Fred Morocco, like hundreds of other individuals, wore a blue ribbon when he visited Penn’s Landing on Saturday morning.
It clearly identified him as a Somerset County resident.
He and many of his neighbors traveled from their homes to Philadelphia to witness the commissioning of the USS Somerset, a vessel named in honor of the county where United Airlines Flight 93 crashed during the Sept. 11, 2001, terrorist attacks. In order to identify themselves – from among the thousands in attendance – they pinned the ribbons to their clothes.
Together, those citizens formed a united community, as they have many times since the dark days following 9/11. In recent years, they embraced the USS Somerset, contributing money, items and in-kind services to the commissioning that officially put the $1.2 billion, 684-foot-long San Antonio-class amphibious transport dock into active duty.
“It seems everybody got behind it,” said Morocco, a U.S. Navy veteran and Somerset Township resident.
“You just can’t explain what it means.”
Linda Eash, a Hooversville resident, expressed similar feelings, saying, “The community was really behind it.”
County citizens raised approximately $50,000 for commissioning-related activities. They donated items for the on-board museum. Others sent prayers and well-wishes to the crew.
“I think, since the very outset, what has really stuck with me is that we have had such a unified community effort,” said Somerset County Commissioner Pamela Tokar-Ickes.
U.S. Rep. Keith Rothfus, R-Sewickley, praised that spirit.
“You remember the days after Sept. 11 and it was truly one America,” said Rothfus, whose 12th district includes part of Somerset County.
“That one America is still out there. You have all these partisan debates and everything, but the one America is still there, and, at events like this, it comes through loud and clear.”

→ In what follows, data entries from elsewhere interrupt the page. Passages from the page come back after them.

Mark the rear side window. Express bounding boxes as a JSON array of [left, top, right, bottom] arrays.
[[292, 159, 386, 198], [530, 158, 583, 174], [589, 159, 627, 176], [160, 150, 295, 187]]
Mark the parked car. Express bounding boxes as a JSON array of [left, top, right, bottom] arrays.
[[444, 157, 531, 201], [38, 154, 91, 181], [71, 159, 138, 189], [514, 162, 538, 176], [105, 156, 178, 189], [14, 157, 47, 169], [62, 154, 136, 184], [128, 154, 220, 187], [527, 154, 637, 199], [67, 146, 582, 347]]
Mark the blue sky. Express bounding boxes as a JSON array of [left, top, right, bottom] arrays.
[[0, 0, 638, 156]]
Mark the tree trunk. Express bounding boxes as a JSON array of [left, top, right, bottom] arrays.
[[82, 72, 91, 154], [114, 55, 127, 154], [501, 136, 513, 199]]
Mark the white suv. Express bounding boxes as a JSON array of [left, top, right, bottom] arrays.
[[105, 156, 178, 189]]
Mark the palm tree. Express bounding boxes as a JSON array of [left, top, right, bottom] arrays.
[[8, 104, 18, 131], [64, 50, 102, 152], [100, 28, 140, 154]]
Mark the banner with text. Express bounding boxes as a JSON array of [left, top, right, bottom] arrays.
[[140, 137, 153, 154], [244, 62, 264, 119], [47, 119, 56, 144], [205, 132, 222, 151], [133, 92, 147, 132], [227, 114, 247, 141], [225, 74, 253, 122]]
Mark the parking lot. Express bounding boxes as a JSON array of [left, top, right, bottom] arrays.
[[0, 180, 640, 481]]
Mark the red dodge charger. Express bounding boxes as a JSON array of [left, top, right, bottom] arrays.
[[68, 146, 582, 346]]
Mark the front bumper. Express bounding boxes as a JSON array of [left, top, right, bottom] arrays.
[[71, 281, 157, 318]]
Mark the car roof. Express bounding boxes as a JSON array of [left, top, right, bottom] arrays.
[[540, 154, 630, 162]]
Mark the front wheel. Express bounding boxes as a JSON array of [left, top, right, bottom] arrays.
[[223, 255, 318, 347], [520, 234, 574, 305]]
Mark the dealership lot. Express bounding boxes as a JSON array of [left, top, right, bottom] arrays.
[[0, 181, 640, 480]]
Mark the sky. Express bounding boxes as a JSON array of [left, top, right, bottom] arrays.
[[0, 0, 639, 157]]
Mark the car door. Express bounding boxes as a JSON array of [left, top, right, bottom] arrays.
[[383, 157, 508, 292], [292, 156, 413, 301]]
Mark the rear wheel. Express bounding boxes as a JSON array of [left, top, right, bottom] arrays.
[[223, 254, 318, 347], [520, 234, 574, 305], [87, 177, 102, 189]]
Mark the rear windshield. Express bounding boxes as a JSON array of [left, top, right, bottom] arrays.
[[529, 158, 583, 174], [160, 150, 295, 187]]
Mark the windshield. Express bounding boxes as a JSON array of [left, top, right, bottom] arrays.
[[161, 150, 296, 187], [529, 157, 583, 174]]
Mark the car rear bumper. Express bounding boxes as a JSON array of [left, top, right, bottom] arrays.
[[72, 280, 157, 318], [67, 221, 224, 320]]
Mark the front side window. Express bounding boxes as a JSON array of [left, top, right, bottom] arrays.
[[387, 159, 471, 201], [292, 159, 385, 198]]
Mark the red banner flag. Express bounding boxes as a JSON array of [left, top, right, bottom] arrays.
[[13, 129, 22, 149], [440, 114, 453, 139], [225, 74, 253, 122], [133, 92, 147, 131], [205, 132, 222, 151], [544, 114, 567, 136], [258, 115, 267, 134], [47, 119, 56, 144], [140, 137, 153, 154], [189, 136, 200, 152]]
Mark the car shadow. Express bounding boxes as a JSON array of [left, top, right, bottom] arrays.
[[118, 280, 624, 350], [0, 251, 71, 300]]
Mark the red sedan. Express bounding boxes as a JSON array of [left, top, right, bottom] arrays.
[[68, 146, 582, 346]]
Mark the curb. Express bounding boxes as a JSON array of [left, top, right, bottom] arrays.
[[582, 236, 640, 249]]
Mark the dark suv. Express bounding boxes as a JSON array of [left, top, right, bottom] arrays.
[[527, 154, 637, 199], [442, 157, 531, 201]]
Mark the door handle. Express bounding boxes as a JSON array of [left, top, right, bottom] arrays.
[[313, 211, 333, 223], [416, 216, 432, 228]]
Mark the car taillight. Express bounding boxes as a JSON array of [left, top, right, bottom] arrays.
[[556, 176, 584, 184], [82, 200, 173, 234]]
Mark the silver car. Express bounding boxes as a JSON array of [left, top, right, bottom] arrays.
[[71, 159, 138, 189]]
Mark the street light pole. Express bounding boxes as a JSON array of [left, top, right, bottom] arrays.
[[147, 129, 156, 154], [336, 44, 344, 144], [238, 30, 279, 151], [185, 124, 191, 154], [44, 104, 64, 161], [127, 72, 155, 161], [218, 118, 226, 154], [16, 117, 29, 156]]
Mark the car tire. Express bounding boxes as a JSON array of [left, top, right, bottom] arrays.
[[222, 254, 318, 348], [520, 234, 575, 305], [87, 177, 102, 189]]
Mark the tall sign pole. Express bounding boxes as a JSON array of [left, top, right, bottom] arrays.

The ceremony included speeches from dignitaries, such as U.S. Sen. Pat Toomey, U.S. Rep. Bill Shuster, R-Hollidaysburg, and Gen. James F. Amos, commandant of the Marine Corps, and music, prayers and the order to bring the ship to life.
“It’s amazing,” said Cris Sprock, a Davidsville resident and member of the Somerset County Community Band that performed the previous night at a formal reception.
Jeffrey Eash, who lives in Hooversville, summarized the ceremony by saying, “It’s a once-in-a-lifetime event.”